On House of Bedlam’s post this week: Top 5 Favorite Kid-Friendly Westchester Eateries we list our top restaurant choices and the reasons why we love them. My recipe for Rice Crispy Crepes was inspired by one of our favorite spots.
- 1 1/2 cup milk (whole or 2%)
- 4 large eggs
- 1 cup flour
- 2 Tbsp melted butter
- 1 Tbsp sugar
- ½ tsp vanilla extract
- Pinch of salt
- ½ Tbsp cocoa powder (optional)
- Nutella spread, ½ cup to ¾ cup
- Crispy puffed rice cereal, approx. 1 cup
- Confectioners’ sugar, for dusting (optional)
- Fresh strawberries for garnish (optional)
- Combine milk, eggs, flour, sugar, vanilla extract and salt in a mixing bowl, and whisk until smooth. Let batter rest in refrigerator for about 30 minutes or so.

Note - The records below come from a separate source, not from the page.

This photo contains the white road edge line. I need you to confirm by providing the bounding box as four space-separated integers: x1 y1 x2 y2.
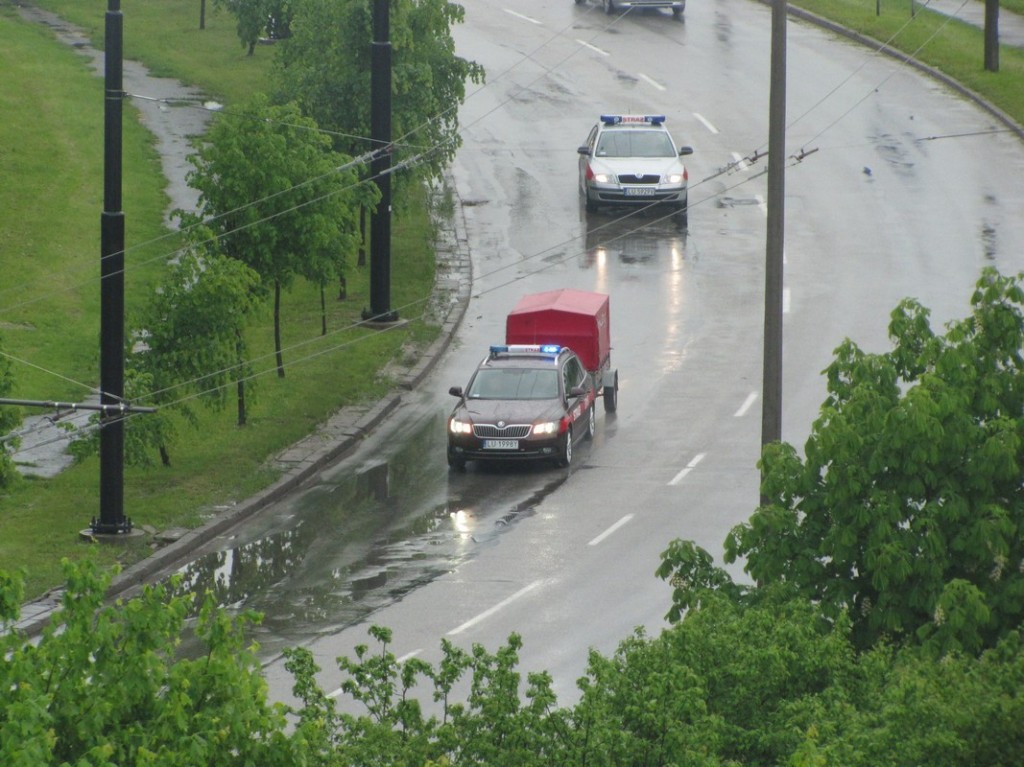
639 72 668 90
693 112 718 133
577 38 609 56
587 514 633 546
503 8 542 27
669 453 708 484
732 391 758 418
449 581 543 636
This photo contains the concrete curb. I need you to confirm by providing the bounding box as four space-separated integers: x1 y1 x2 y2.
14 179 472 636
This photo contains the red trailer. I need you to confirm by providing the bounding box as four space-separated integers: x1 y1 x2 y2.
505 288 618 413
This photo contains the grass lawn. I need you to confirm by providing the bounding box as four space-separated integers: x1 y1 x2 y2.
0 0 437 597
0 0 1024 596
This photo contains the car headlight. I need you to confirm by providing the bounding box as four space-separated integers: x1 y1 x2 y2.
449 418 473 434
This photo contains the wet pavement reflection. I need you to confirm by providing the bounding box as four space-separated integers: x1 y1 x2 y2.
167 416 567 653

- Heat a crepe pan or a non-stick skillet over medium high heat (cast iron works well too because it is non-stick). Wipe pan with butter when hot. Pour about 1/3 cup into center of pan and swirl to coat bottom of pan. Batter should spread all the way to the edges. Cook for about a minute and then gently lift the edge and flip. Cook for another 30 seconds.

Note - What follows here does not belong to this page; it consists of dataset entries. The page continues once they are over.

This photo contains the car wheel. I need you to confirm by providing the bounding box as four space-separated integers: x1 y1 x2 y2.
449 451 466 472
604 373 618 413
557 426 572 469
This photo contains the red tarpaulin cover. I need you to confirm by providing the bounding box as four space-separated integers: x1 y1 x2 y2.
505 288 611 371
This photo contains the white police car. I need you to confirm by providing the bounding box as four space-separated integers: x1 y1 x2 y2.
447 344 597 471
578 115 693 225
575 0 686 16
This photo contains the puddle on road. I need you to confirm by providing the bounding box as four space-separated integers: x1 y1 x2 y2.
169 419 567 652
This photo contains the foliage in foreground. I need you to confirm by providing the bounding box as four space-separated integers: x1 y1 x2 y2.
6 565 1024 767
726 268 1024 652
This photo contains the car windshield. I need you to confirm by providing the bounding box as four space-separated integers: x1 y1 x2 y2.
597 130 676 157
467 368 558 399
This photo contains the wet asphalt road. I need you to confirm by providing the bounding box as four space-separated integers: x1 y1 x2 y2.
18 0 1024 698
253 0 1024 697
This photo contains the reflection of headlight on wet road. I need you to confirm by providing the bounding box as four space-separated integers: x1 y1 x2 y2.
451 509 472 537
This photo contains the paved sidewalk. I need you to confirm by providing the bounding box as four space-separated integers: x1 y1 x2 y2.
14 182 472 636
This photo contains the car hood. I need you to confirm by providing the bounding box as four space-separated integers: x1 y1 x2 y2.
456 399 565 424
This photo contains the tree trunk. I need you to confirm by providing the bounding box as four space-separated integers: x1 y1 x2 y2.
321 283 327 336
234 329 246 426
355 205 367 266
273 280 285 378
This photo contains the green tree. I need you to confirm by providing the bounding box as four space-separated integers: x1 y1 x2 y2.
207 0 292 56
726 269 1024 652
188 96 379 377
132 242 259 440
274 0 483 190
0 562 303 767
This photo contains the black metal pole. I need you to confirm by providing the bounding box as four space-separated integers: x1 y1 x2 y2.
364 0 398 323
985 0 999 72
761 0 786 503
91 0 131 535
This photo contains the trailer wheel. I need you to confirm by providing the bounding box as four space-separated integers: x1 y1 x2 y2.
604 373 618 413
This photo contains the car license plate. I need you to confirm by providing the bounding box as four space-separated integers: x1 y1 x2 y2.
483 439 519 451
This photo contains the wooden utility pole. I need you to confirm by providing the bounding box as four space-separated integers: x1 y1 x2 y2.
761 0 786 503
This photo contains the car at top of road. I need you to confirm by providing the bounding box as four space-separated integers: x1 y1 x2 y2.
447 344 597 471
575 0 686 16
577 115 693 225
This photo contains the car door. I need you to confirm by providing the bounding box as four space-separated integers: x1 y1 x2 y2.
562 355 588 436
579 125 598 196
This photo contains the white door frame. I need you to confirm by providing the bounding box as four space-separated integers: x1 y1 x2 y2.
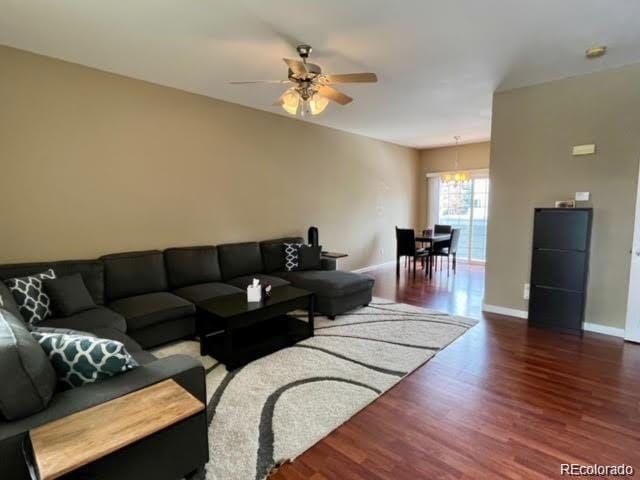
624 160 640 342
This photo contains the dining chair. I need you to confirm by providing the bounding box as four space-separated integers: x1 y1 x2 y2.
396 227 429 278
432 228 460 275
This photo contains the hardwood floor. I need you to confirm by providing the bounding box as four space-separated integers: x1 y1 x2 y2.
271 265 640 480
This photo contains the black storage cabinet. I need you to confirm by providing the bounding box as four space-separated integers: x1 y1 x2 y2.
529 208 593 335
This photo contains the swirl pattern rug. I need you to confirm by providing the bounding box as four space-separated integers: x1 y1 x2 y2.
153 298 476 480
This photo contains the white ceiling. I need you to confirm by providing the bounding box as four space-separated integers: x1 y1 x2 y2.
0 0 640 147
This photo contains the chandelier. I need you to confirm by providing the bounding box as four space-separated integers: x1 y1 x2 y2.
442 135 471 185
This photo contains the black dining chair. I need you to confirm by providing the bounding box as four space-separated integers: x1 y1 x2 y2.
396 227 429 278
432 228 460 275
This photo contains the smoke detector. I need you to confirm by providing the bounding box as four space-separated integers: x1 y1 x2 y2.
585 45 607 60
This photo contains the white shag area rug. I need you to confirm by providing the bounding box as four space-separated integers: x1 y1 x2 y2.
153 298 476 480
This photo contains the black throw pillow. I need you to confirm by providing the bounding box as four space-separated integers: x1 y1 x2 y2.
297 245 322 270
44 273 96 317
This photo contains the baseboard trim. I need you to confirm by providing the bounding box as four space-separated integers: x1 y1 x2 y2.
351 260 396 273
583 322 624 338
482 303 529 320
482 303 624 338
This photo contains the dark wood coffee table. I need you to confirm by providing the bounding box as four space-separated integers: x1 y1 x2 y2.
196 285 314 370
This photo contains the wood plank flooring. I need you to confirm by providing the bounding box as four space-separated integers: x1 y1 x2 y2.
271 265 640 480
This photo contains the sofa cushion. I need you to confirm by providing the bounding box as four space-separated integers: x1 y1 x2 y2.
0 260 104 305
275 270 374 297
38 306 127 333
0 309 56 420
109 292 196 330
260 237 304 273
6 268 56 325
91 327 143 354
164 246 222 289
44 273 96 317
32 332 138 388
173 282 243 303
218 242 262 281
101 250 167 301
0 280 24 321
227 273 289 292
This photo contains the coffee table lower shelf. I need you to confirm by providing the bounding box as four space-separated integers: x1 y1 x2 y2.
206 315 313 370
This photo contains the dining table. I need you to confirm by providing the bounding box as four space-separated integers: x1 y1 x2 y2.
416 232 451 278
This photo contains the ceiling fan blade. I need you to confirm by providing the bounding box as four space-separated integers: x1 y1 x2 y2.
229 80 291 85
318 85 353 105
324 73 378 83
282 58 322 76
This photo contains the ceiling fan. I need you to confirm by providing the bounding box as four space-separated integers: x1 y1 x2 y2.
231 45 378 116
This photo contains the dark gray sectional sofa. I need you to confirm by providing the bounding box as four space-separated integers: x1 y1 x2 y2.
0 237 373 348
0 237 373 480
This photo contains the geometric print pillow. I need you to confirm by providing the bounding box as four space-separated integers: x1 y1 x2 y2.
31 332 138 388
284 243 303 272
5 268 56 325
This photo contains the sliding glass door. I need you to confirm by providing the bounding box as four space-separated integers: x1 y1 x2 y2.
438 174 489 262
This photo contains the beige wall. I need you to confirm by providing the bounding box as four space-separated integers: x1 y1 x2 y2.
485 65 640 328
0 47 419 268
417 142 491 228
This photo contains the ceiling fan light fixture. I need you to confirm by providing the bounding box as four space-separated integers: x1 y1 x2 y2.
309 92 329 115
282 89 301 115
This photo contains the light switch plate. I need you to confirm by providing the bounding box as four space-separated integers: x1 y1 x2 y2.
572 143 596 155
576 192 590 202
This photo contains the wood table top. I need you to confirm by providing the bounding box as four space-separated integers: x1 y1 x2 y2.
29 380 204 480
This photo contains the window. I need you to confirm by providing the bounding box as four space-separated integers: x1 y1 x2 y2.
437 175 489 262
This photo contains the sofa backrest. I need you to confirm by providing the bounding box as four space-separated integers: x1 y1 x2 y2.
164 246 222 289
100 250 168 301
0 260 105 305
260 237 304 273
218 242 262 280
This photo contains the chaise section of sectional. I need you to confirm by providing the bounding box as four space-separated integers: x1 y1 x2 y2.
101 250 195 348
260 237 374 317
276 270 374 317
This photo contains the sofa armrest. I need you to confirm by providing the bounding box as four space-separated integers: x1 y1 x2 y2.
0 355 206 440
320 257 337 270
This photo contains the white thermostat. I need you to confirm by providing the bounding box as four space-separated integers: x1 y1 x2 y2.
576 192 589 202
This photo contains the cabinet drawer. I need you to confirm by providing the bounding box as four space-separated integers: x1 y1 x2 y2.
529 286 585 330
531 250 587 291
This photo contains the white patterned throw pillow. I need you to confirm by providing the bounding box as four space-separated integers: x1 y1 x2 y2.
5 268 56 325
31 331 138 388
284 243 303 272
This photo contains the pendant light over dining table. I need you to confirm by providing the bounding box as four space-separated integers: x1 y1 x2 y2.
441 135 471 185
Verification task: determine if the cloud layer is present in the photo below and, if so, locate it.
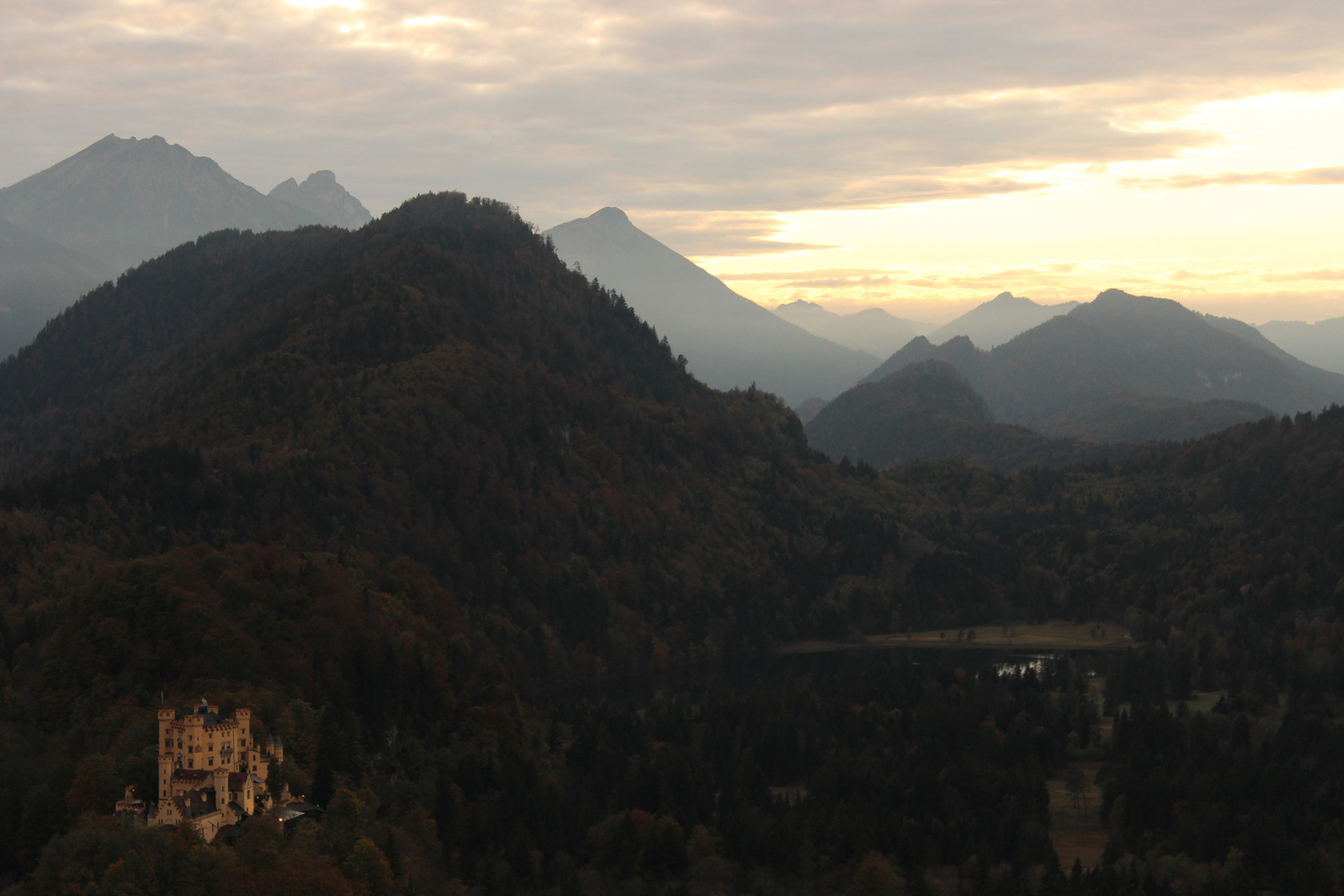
[7,0,1344,228]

- Remove crepe from pan and stack on rack to let cool. Spread the Nutella in a thin layer onto the crepe and then top with rice cereal.

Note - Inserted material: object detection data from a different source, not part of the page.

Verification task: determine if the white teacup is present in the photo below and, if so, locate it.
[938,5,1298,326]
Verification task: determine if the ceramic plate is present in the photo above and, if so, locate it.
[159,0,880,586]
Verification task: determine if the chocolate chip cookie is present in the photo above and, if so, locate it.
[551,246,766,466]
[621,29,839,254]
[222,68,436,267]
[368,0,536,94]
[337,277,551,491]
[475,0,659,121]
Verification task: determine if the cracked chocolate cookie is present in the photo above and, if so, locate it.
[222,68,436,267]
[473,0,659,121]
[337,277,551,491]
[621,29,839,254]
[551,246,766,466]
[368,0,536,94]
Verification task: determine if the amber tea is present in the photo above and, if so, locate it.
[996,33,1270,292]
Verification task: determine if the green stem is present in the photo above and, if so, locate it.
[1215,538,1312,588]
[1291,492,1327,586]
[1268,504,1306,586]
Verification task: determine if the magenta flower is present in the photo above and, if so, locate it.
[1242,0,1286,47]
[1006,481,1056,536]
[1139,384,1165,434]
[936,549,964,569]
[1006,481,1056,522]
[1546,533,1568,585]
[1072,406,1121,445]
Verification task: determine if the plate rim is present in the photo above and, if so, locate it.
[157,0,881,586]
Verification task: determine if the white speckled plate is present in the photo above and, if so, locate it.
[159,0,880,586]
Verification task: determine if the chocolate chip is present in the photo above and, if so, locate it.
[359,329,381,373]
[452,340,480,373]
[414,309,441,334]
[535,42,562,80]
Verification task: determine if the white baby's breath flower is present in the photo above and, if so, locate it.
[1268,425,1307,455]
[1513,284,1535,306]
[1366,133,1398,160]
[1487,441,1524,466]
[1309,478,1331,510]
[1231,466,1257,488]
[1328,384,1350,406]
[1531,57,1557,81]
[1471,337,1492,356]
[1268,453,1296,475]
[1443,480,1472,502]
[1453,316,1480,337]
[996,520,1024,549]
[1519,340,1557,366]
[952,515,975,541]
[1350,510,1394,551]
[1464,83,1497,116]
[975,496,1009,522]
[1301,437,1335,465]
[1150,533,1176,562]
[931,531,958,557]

- Simply roll them up and cut in half. Dust with confectioners’ sugar and garnish with fresh strawberries.
- For chocolate crepes, use about half of the batter and then add the cocoa powder to the remainder. Let rest again and then follow the same steps above. This step is optional and obviously can be skipped if you don’t want to add to your baking time.
- If you are assembling these with your kids, make the crepes ahead and just wrap them in plastic and place in a sealed plastic bag. Keep refrigerated for up to 3 days. Hand them some Nutella and rice crispies and have them roll their own!